Freddie was with the boy for only a very short time, but he watched him from the shadows for more than eighty-five years.
In those misty, forgotten days just before the 1939 war, Freddie would follow the little boy up the dark, narrow stairs to his bedroom, a journey made by candlelight; there was no electricity in the old Suffolk farmhouse. Freddie sat beside his bed during childhood illnesses, walked with him down country lanes, and silently persuaded him against the more outlandish boyhood pranks that flitted through his young mind.
He wept alongside him when his beloved cousin was killed in Northern France in 1940; he hoped the boy could feel his arm about his shoulders.
Freddie watched him grow into a solemn, hardworking lad who became head boy at his senior school, silently congratulated him when he landed his first job, and was delighted when he met the outgoing, affectionate woman he would marry. She smiled a great deal; everyone agreed she brought out the best in him.
He watched the boy become a man, make his way in the world, gain a fine reputation amongst peers and superiors, always respecting the traditions and values of his upbringing. Most of all, though, Freddie was glad he and his wife had a happy marriage. Everyone liked him and enjoyed his company; that was more important to Freddie than anything.
The couple had three children. Freddie felt great pride when they brought their baby son home from the hospital to complete their family; he stood in the quiet shade of the lilac and laburnum trees, smiling as the boy took photos of his wife holding their new baby on that warm afternoon in early summer, with their daughters standing on either side.
He kept a watchful eye on man and wife as they made the most of their leisurely autumn years by travelling abroad. Later, Freddie shared the boy's pain during the difficult time when his wife's mind began to falter, and his sense of loss when she was moved into residential care. He knew, though, that he would receive great comfort from his friends and family, for the boy was a wonderful father, uncle and friend who never failed to reach out a helping hand to those in need in his small village community. His children said he had a more active social life than they did. Freddie was with the boy and his children all through those last five years, and was warmed by all the happy moments they shared.
He knew when time was running out; he gently pushed the boy to visit the places of his youth with his son and older daughter, and the home of the younger daughter who lived many miles away. To do all he would want to do for one last time. The boy was becoming frail, but Freddie was determined he should not suffer, or become dependent on others; he would have hated that.
The end came out of the blue one ordinary Thursday afternoon, a great shock to all who loved him, though they derived no small comfort from the knowledge that he had suffered no pain. The son talked to him at his hospital bedside and Freddie listened, too, so moved by his words; he knew his boy, though unconscious, could hear them, too.
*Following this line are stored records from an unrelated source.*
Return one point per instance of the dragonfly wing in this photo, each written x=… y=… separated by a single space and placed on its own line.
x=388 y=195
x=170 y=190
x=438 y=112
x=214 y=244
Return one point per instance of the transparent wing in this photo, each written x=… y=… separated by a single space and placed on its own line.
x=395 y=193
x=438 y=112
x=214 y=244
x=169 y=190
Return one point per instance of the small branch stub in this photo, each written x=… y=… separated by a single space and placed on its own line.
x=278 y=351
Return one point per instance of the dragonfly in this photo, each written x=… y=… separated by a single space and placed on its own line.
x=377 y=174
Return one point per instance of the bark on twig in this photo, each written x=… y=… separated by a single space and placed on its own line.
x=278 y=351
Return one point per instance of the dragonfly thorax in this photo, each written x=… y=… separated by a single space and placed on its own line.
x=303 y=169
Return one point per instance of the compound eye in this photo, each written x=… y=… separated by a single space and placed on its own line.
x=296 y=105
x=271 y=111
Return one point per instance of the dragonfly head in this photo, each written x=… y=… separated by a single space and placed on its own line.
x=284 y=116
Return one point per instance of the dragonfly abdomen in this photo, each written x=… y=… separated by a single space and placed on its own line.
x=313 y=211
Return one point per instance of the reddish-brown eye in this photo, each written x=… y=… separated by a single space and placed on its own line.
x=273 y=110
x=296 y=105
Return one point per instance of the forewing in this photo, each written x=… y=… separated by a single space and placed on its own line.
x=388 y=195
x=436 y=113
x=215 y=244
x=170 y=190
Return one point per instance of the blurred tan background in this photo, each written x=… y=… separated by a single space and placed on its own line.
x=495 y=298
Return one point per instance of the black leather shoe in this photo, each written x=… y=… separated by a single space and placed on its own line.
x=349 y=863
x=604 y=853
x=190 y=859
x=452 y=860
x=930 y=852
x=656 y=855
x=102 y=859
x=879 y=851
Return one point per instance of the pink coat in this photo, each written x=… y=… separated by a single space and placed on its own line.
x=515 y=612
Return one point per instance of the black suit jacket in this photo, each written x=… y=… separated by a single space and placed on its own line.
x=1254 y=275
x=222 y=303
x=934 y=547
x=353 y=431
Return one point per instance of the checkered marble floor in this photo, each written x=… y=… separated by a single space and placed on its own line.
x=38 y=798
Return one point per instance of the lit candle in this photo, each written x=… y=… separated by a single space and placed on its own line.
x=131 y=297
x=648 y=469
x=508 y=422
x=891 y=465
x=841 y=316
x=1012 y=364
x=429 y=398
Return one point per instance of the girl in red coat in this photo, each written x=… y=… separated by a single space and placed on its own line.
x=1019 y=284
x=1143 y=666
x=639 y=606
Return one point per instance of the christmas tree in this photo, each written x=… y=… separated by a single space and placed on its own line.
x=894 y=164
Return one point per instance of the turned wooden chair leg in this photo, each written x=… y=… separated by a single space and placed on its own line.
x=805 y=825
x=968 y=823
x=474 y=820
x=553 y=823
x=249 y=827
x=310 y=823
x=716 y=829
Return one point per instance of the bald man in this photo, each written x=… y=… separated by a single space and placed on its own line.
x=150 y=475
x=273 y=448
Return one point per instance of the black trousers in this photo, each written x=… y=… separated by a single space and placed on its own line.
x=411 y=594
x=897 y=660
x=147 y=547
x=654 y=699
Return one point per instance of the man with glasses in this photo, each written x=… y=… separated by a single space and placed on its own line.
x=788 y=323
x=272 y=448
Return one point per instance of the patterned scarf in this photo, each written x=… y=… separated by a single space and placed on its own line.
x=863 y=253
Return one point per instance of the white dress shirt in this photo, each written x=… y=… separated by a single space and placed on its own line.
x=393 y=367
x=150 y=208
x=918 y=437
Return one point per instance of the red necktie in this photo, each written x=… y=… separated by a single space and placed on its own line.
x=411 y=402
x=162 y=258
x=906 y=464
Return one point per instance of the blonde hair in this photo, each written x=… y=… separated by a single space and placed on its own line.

Freddie was with them all on the beautiful, golden autumn day when they laid the boy to rest. The son and the favourite nephew helped bear the coffin into the ancient village church, and Freddie walked beside the two daughters as they followed behind, arm in arm, the younger woman struggling to hold back tears (she cried easily, like her mother), the elder one bearing her grief with stoicism, as her father would.
The congregation was one of the largest the vicar had seen at that church, and her address honoured her friend, as did the tribute and bible reading from his children. At the graveside the men with medals saluted him; once a sapper, always a sapper.
The family and friends moved off, and Freddie waited. He stood with the boy's aunt and uncle who had cared for him in childhood, with his beloved cousin who died in battle over seventy years before, and his brothers and sisters. The boy walked towards them; he was smiling, he looked younger, and though he still used his walking stick he no longer seemed to need it.